If you try to use more threads than the hardware actually supports, it performs a context switch which is expensive.
Also…can you use the stopwatch class to time how long the code takes to generate a chunk’s worth of data NOT multithreaded, but just the main function that does this. Basically, if you didn’t use loom or multithreading, how long would it take your code to generate a chunk of data.
If it takes like…3 ms, then you know your problem is not the time it takes to generate a chunk’s worth of data, and must be elsewhere. And you are just talking about the chunk data right? Not lighting, the actual mesh.
I vaguely recall Loom…threading helper, right? With minepackage I queued up the chunks to draw using a queue, had a thread that monitored the queue, processed them, and resubmitted them to another queue for the update function to draw.
I don’t do 27 at the same time, I’ve tried a maximum of 3 at the same time.
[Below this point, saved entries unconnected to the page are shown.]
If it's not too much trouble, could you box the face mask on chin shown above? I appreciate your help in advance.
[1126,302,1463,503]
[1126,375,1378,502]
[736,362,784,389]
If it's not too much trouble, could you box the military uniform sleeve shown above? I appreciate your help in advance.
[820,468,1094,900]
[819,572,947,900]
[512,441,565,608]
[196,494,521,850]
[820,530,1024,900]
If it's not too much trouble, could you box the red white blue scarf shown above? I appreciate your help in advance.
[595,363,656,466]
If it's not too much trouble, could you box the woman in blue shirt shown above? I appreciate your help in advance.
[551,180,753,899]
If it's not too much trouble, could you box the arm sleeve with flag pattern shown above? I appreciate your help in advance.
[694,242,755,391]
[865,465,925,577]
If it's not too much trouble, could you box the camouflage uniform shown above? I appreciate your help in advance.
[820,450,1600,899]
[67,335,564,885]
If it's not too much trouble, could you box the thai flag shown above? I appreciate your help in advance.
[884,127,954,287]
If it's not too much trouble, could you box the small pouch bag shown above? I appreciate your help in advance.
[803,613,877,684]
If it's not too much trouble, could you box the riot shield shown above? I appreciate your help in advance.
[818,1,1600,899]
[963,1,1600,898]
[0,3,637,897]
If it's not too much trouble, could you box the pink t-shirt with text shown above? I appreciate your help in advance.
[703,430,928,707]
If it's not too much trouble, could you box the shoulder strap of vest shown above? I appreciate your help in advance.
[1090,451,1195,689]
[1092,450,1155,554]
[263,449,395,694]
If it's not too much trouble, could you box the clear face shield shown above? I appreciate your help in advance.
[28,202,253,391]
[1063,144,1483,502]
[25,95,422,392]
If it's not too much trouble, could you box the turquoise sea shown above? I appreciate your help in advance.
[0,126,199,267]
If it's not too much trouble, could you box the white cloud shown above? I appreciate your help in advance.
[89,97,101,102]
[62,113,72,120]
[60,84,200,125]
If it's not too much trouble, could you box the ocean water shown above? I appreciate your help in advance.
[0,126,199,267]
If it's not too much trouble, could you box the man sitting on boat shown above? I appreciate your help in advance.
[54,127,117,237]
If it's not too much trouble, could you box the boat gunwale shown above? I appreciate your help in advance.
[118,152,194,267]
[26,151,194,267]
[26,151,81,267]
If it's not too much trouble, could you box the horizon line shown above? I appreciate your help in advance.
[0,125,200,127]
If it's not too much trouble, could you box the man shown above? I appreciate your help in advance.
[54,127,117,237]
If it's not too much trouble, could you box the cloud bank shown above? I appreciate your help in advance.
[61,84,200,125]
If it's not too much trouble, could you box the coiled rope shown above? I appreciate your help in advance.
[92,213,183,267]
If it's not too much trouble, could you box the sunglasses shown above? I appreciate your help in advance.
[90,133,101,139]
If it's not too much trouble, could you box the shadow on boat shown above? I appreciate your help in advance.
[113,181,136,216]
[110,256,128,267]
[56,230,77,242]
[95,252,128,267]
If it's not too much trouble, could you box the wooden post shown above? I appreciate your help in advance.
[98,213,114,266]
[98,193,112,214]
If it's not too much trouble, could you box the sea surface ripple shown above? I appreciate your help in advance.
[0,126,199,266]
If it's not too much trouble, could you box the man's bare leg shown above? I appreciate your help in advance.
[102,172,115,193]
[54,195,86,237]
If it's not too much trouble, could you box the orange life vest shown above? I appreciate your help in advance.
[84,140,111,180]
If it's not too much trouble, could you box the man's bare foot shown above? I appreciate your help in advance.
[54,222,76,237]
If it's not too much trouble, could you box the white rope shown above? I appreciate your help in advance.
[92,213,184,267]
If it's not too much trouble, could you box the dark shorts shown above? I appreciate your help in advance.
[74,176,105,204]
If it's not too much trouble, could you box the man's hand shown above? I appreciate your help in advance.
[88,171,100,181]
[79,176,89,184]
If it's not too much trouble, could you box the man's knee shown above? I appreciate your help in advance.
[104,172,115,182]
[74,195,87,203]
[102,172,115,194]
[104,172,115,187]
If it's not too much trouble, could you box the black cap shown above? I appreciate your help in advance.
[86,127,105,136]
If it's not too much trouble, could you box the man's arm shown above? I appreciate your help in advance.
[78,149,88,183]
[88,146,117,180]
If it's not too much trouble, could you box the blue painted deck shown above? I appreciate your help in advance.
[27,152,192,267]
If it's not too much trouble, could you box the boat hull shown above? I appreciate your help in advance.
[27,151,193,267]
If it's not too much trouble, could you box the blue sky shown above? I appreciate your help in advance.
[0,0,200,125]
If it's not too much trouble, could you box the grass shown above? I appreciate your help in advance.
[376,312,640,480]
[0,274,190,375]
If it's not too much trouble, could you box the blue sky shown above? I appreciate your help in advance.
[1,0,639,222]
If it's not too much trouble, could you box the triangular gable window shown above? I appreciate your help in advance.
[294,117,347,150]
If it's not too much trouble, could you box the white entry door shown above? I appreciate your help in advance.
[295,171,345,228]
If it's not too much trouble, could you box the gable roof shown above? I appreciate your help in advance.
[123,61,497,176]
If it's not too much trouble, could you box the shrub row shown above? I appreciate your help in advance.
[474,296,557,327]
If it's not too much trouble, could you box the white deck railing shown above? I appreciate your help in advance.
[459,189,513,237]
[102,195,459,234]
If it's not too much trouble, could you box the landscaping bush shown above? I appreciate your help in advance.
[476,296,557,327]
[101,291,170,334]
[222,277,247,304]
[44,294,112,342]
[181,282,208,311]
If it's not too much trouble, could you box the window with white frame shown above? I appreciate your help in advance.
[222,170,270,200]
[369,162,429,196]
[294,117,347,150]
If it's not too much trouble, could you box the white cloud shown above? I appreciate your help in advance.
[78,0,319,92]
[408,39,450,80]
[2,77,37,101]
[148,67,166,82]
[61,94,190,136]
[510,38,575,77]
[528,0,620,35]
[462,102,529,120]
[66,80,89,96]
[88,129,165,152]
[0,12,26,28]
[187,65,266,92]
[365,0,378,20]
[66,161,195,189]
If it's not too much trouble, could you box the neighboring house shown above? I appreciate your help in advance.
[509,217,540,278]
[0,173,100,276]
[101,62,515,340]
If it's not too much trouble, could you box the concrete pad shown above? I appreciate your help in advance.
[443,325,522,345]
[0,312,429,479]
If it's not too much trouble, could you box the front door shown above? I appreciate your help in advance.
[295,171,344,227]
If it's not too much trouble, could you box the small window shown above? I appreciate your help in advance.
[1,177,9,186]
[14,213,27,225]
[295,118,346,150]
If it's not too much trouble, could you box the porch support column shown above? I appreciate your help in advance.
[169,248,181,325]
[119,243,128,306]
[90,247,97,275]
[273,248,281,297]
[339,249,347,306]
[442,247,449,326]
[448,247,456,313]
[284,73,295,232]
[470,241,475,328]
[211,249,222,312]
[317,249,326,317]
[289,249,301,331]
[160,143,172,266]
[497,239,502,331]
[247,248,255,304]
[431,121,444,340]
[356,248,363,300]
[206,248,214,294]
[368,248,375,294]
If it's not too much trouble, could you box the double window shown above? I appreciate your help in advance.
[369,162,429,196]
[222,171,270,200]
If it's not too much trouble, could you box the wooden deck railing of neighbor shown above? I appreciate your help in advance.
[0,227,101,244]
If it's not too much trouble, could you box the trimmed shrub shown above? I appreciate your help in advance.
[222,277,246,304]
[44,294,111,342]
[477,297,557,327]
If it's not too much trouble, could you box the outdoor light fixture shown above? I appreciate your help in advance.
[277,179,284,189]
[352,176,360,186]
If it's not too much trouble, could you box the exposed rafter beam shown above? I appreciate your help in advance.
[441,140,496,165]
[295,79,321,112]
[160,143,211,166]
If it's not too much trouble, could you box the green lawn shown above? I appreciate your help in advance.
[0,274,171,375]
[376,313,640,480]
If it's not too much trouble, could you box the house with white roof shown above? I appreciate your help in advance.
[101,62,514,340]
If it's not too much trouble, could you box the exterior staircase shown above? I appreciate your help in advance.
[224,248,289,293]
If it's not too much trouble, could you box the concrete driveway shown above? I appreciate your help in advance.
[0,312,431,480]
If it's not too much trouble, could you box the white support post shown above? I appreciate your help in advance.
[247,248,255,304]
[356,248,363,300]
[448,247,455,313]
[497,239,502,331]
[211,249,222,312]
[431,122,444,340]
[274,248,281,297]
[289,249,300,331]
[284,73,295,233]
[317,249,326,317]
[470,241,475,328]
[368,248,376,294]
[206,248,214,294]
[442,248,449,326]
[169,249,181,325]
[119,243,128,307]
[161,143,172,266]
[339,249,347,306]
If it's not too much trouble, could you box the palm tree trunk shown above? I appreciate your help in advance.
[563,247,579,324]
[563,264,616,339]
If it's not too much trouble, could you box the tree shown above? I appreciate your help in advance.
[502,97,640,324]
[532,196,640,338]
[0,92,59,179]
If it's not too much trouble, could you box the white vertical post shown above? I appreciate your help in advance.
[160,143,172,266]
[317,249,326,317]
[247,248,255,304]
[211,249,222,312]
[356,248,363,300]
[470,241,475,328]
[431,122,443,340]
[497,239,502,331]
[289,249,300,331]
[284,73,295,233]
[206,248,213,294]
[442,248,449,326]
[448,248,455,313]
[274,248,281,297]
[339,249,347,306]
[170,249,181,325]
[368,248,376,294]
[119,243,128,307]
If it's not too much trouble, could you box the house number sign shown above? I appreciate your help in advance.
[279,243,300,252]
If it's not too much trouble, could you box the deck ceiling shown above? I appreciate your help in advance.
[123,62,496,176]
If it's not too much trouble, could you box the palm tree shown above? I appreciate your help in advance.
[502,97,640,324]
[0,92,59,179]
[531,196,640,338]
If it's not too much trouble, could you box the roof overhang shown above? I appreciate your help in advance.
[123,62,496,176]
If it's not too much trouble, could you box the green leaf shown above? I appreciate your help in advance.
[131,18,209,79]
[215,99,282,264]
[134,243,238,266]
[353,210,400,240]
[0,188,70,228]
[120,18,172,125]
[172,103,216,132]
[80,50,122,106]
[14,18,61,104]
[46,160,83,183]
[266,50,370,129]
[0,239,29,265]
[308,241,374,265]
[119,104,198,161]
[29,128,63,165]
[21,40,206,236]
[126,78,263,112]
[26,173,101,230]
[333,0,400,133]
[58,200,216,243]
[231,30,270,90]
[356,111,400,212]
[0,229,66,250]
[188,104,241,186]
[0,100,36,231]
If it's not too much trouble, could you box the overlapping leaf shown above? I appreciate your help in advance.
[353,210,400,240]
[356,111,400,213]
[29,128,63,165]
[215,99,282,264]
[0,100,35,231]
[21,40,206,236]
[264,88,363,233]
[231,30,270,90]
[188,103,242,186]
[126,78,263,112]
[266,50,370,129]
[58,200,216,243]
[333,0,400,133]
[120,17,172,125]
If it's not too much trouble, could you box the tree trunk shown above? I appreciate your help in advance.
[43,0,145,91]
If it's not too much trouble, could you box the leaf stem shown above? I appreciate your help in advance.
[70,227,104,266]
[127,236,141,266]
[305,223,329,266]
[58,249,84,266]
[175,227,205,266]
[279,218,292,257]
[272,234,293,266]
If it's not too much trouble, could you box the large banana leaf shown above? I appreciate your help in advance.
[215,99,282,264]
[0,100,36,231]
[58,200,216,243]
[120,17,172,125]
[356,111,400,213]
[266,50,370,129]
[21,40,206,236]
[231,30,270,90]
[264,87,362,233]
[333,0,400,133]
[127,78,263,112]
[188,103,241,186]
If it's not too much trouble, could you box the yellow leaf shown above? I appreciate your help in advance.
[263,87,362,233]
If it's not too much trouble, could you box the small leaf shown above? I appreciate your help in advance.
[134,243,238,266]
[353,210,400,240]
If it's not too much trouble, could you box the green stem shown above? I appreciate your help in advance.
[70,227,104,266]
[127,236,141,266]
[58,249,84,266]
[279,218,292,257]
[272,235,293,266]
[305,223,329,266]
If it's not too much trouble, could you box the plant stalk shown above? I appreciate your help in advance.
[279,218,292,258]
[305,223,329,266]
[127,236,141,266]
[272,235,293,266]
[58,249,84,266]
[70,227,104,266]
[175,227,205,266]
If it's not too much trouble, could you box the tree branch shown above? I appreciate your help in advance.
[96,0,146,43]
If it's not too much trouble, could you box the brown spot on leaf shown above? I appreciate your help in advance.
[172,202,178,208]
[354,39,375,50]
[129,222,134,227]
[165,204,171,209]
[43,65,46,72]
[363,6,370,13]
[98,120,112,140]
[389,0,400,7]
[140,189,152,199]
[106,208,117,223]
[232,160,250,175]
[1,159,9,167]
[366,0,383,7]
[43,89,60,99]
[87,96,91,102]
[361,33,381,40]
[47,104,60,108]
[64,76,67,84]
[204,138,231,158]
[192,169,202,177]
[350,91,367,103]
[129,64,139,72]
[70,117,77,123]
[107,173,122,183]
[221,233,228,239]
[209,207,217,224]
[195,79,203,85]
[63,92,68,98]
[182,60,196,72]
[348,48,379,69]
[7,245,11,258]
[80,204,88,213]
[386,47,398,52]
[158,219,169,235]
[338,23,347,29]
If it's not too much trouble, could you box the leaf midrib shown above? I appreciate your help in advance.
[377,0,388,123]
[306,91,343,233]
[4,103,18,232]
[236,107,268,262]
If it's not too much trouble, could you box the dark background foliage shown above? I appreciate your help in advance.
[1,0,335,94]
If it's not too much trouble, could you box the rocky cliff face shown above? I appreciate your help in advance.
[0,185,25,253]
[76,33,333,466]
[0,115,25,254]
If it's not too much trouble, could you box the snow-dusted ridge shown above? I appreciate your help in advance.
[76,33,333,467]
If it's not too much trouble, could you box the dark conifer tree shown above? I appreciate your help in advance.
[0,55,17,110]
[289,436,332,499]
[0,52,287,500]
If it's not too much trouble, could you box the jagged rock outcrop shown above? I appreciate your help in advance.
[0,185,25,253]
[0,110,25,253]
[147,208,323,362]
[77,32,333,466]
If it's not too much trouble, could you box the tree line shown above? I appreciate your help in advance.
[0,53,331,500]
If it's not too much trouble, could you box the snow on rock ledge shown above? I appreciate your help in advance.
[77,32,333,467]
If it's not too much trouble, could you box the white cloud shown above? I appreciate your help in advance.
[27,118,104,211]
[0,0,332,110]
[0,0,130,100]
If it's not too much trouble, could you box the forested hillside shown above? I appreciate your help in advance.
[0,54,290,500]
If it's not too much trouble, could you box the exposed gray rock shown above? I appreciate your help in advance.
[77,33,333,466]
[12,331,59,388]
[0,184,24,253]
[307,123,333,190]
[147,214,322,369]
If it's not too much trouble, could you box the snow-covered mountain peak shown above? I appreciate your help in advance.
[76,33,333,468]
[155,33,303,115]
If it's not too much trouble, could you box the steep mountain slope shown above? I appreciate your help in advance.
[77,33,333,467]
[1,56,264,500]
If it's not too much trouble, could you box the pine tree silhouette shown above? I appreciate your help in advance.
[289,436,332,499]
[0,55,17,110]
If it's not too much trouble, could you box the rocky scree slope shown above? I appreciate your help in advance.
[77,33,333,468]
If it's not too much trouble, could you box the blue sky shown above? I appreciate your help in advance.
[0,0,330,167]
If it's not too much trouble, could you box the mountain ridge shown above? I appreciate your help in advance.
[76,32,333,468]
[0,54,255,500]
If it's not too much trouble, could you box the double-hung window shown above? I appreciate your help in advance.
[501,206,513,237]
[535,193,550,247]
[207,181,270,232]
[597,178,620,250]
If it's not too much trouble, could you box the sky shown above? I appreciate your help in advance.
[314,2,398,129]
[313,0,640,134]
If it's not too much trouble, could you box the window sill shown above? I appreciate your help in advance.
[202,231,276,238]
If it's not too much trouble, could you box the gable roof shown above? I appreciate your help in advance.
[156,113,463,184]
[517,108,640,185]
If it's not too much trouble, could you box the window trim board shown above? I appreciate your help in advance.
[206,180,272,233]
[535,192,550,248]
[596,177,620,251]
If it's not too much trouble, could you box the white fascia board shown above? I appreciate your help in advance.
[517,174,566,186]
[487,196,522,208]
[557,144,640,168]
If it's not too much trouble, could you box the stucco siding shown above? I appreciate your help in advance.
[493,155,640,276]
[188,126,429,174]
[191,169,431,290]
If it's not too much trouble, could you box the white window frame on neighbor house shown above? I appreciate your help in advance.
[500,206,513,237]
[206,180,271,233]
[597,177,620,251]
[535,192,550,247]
The times I quoted in my first post should answer your questions about the timing.
6 seconds for a single chunk without threading, then 13 seconds for a single chunk on one thread, while the main game runs concurrently on the main thread.
What could be happening?
Chunk generation is just the setting of values in a 3D byte array. I’m not even timing mesh generation, which is a separate pass.
And what I’ve got going on is pretty much exactly what you described in your minepackage.
For the best performance you should have one thread running on each processor core but you still need to manage them and check whether they need to do more work. When working with threads there often happens to come race-conditions which is a big no no! the way the CPU works is they only execute one thing at a time, a single core NEVER runs 2 thing at the exact same time but because the CPU is so fast now days we as user never notice this. To show you have it work refer to the badly made ascii-art below;
CPU-Core-1
Thread 1: – — ------------
Thread 2: ---- -------- -----------
Thread 3: — ---------
Imagine Each “-” to be a single clock cycle, you can then see that thread does not necessary make things faster.
What you possible want to do is to have one single thread manage all your chunks and make sure only that thread manage the chunks to avoid race conditions. Also if you want the absolutely best performance you should look into GPU Programming which is roughly 20% faster minimum.